Small Impoundment Management in North America

Chapter 13: Fee-Fishing Opportunities

Michael P. Masser and Billy Higginbotham

doi: https://doi.org/10.47886/9781934874349.ch13

A 2008 report on “Sportfishing in America” by the American Sportfishing Association estimated that there are nearly 40 million anglers in the USA. These 40 million anglers generate $45 million dollars in retail sales and an estimated $125 billion in economic impact (Southwick and Associates 2007). In some states it is estimated that up to 25 percent of all fishing trips are to private ponds (Masser 1992). The increased effort at and over-utilization of public waters offer an opportunity for development of more private-water angling.

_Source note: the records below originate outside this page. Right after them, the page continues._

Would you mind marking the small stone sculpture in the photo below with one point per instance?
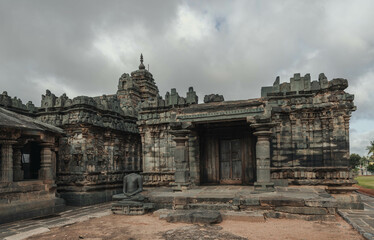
(132, 184)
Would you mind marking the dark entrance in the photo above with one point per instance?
(31, 160)
(230, 161)
(227, 153)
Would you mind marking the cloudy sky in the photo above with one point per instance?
(227, 47)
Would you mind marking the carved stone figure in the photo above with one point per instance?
(132, 184)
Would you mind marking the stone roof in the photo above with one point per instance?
(10, 119)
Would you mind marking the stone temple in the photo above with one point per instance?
(77, 151)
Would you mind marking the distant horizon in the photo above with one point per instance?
(230, 48)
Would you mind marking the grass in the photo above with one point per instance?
(365, 181)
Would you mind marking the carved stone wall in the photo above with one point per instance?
(310, 143)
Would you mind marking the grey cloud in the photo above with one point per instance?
(63, 45)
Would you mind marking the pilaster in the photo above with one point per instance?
(263, 133)
(45, 172)
(7, 160)
(181, 158)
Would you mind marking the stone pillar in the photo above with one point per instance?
(180, 158)
(262, 131)
(7, 161)
(45, 172)
(17, 164)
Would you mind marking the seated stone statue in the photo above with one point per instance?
(132, 184)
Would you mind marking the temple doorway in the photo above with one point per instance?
(227, 153)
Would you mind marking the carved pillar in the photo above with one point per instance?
(17, 164)
(181, 158)
(45, 172)
(263, 133)
(7, 161)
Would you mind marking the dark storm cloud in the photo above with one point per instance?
(227, 47)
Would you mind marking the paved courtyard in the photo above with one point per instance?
(22, 229)
(362, 220)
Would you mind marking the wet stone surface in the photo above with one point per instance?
(197, 232)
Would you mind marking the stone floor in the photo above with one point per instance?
(22, 229)
(362, 220)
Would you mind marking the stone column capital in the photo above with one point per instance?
(47, 145)
(7, 142)
(180, 136)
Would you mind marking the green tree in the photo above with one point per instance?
(354, 160)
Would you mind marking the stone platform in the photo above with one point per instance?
(299, 202)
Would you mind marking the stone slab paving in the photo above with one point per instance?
(361, 220)
(26, 228)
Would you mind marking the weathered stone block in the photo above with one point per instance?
(303, 210)
(205, 217)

Fee-fishing business opportunities consist of two basic scenarios: 1) intensively managed and specially designed small ponds normally located near urban/suburban population centers that are managed to support extremely high densities of fish, and 2) recreational sport fish lakes that are managed at an optimum level of intensity to provide quality recreational experiences to a limited number of clients. Traditional fee-fishing ponds are typically managed for a single species (e.g., channel catfish, rainbow trout), while sport fish ponds typically offer recreational fishing opportunities for multiple species (e.g., largemouth bass, sunfish, channel catfish, crappies). Another important difference between the two fee-fishing scenarios is that the traditional fee-fishing ponds generally operate via an access lease of limited duration–often charging a day or entry fee without any degree of exclusivity. However, recreational sport fish lakes typically include exclusive leases ranging from time periods of limited duration (e.g., day, weekend) to year round lease agreements.

Fee-fishing in intensively managed small impoundments is relatively common across much of the USA and is practiced in many other countries as well (Cichra et al. 1994a; Kitamura et al. 2002). In the USA these operations are often called “Fish-outs” or “Pay Lakes” and can be divided into those that charge only an entrance fee (often called “ticket lakes”) and those that charge by-the-fish or by-the-weight for fish caught. These latter operations may or may not charge an entrance fee. Regardless of how fee-fishing enterprises are structured, it is a “people” business and requires keen attention to provide a quality experience to keep customers satisfied and returning.